Fringer en couple:
Discussion avec des apôtres du théâtre alternatif
«Pendant mes études en théâtre à l’UQAM, on m’avait surnommé le trou noir culturel », se remémore l’auteur et metteur en scène Stéfan Cédilot. Attablé dans une binerie typique du quartier Hochelaga-Maisonneuve, le fan de musique rock, de Star Wars et des bandes dessinées de superhéros raconte comment la découverte du festival Fringe, il y a 20 ans, l’a pratiquement mis au monde en tant qu’artiste. «Le théâtre anglophone qui se fait au Fringe est toujours très branché sur la culture populaire, dédaignée par les francos. Pour moi, c’est pourtant clair que, si on veut comprendre une société à une époque donnée, il faut laisser faire la chose que seuls une poignée d’intellectuels ont pu lire et comprendre et aller chercher ce qui faisait triper le commun des mortels.»

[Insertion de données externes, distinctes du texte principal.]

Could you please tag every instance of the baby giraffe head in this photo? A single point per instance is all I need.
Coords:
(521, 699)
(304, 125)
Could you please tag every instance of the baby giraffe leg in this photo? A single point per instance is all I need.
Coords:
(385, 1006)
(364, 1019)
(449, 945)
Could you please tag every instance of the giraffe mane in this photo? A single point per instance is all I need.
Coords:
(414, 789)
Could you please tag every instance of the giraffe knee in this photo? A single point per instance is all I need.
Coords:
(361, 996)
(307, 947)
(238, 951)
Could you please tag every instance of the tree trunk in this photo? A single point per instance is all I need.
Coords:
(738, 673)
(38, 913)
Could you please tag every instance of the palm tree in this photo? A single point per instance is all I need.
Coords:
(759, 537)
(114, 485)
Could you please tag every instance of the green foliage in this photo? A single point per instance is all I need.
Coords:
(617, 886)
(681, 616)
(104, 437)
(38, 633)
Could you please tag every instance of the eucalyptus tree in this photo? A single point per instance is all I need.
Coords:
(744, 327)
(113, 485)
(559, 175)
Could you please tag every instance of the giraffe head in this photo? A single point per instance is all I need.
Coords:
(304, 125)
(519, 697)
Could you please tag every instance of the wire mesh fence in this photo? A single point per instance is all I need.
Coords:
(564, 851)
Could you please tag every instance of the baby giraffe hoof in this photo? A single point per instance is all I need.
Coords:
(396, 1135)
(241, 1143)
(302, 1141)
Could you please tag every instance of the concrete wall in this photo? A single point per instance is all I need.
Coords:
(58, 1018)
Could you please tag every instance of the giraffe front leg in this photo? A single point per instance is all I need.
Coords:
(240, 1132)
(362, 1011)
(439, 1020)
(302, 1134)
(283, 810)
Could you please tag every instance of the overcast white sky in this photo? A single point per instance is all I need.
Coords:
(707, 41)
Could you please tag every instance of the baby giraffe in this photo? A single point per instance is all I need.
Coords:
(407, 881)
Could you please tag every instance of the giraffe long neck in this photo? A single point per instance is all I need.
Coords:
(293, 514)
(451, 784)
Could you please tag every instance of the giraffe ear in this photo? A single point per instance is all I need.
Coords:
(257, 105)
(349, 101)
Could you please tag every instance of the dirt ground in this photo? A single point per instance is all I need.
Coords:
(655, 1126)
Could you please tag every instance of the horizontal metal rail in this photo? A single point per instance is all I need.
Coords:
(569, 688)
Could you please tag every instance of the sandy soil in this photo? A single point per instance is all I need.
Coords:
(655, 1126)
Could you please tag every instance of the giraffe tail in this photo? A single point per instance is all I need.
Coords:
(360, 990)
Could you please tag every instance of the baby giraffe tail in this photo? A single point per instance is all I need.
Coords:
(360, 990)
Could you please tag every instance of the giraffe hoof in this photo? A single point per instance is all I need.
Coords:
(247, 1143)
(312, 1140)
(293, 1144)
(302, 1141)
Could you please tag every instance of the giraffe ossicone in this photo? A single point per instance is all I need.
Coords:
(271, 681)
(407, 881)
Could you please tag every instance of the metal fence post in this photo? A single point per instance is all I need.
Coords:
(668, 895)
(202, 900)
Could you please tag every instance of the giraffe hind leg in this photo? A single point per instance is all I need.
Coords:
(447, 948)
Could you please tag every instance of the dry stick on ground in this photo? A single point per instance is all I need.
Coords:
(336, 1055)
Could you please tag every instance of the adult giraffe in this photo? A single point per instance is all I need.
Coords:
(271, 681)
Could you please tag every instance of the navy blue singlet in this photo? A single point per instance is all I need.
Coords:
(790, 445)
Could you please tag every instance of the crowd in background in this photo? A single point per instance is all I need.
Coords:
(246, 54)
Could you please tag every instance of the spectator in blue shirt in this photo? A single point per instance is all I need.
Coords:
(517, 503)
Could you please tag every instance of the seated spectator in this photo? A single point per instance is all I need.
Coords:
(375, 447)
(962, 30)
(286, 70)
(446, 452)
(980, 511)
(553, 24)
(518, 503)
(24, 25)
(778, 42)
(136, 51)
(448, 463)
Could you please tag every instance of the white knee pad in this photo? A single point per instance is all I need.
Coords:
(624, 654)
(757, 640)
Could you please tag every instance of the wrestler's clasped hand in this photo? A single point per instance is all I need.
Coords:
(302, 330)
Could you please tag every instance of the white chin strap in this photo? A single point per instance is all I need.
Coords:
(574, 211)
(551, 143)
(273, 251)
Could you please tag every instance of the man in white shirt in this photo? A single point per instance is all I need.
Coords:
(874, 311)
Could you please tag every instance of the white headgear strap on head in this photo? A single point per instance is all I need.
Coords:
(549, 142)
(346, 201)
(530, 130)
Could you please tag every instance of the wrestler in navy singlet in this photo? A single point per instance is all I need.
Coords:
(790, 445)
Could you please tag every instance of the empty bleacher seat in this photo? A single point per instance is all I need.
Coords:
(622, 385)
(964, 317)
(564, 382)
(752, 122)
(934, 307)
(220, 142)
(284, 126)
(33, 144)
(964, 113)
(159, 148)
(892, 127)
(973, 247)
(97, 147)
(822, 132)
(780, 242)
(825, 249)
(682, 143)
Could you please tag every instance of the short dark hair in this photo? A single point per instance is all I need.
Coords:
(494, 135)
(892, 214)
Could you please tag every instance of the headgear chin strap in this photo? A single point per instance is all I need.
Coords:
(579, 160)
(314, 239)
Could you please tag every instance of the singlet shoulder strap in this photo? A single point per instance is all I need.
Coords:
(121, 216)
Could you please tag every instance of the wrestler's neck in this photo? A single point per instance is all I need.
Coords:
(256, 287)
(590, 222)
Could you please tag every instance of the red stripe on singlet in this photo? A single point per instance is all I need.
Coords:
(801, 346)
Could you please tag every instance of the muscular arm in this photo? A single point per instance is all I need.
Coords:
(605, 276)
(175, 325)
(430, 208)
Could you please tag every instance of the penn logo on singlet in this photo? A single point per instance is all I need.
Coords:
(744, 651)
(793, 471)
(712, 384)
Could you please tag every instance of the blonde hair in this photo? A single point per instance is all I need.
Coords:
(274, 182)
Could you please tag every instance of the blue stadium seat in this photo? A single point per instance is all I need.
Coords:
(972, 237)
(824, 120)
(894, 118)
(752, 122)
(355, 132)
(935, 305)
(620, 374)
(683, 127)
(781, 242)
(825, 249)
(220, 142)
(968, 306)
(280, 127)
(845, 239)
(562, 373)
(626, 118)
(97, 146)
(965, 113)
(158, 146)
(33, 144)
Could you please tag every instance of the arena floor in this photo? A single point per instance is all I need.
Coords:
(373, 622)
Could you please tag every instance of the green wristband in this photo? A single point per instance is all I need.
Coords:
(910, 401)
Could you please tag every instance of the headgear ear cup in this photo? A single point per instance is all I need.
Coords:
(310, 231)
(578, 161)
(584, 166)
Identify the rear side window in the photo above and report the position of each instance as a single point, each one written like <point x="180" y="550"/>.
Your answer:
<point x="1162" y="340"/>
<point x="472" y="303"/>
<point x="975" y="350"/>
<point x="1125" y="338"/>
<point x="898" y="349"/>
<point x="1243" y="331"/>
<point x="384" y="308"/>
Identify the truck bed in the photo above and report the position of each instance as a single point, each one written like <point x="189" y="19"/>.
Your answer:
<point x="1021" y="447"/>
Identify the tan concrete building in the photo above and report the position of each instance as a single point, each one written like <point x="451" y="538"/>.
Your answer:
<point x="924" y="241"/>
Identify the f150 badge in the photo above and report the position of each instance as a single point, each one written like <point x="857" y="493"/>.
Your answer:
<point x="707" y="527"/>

Dans son plus récent projet, intitulé Them Good Ol’Boys et consacré aux heures précédant l’accident d’avion qui coûta la vie aux légendes du rock’n’roll Buddy Holly et Ritchie Valens en 1959, il dirige notamment sa conjointe, la comédienne Kathleen Aubert. Elle-même en est à sa sixième édition du Fringe, lieu d’épanouissement de son personnage Boka, clown-vedette d’une trilogie dont le troisième volet, b3: Syl-lo-go-ma-ni-e, est programmé cette année. L’ayant d’abord fréquenté en tant que spectatrice épisodique, la créatrice raconte avoir réellement saisi la mentalité du festival lors de sa première participation en tant qu’artiste, en 2009: «On parle beaucoup de l’esprit Fringe, qui consiste à vraiment s’immerger dedans, jaser avec le monde, s’impliquer, assister au talkshow de fin de soirée en plus de voir une tonne de spectacles. Il y en a toujours quelques mauvais, mais ça aiguise la réflexion artistique.»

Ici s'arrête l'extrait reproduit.